It would have been obvious to one of ordinary skill in the art before the effective filing date of the claimed invention to have modified Agrawal to incorporate the teachings of Anderson to automatically generate the ML programs based on genetic algorithms, at least because doing so would enable creating a new program that satisfies a target input and output.
Agrawal further discloses:
for each candidate machine learning algorithm in the sequence:
setting up one or more training parameters for the candidate machine learning algorithm by executing the candidate setup function, (Agrawal ¶ 43 (“FIG. 1 is a flow diagram that depicts a process for generating metrics for a reference variant, in an embodiment. At step 100, a computer system selects a reference variant with a pre-determined set of hyperparameters for a particular domain, in an embodiment. For example, based on previous experimentation, it has been shown that a particular “C” and “gamma” values yield the best performance for a categorization domain problem involving three or fewer input types. This variant of the SVM machine learning algorithm is then selected as a reference variant to generate a mini-ML variant.”))

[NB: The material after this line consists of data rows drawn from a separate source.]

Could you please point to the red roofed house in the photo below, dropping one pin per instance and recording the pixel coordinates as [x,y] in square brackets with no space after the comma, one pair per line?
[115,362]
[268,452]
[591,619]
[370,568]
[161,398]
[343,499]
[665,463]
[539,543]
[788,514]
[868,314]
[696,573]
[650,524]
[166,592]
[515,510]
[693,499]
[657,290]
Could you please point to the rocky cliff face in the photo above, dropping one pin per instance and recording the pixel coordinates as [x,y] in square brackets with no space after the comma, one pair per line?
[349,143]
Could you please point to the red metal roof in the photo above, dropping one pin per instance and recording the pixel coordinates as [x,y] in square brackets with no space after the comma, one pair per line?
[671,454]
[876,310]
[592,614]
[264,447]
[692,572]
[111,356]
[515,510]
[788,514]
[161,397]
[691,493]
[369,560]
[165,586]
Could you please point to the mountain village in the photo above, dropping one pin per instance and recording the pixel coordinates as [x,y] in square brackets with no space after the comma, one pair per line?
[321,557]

training the candidate machine learning algorithm to adjust the one or more training parameters by processing the set of training examples using the candidate predict function and the candidate learn function, and (Agrawal ¶ 43 (“At step 110, a training data set is selected for cross-validation of the reference variant, and at step 120, cross-validation of the reference variant on the selected data set is performed. In some embodiments, the reference variant may already be associated with pre-recorded performance and cost metrics for datasets, which are used in generating the mini-ML variant. For example, the mini-ML variant is going to be generated based on one or more of the OpenML.org datasets, and the reference variant has already been cross-validated and trained using the same data sets.”))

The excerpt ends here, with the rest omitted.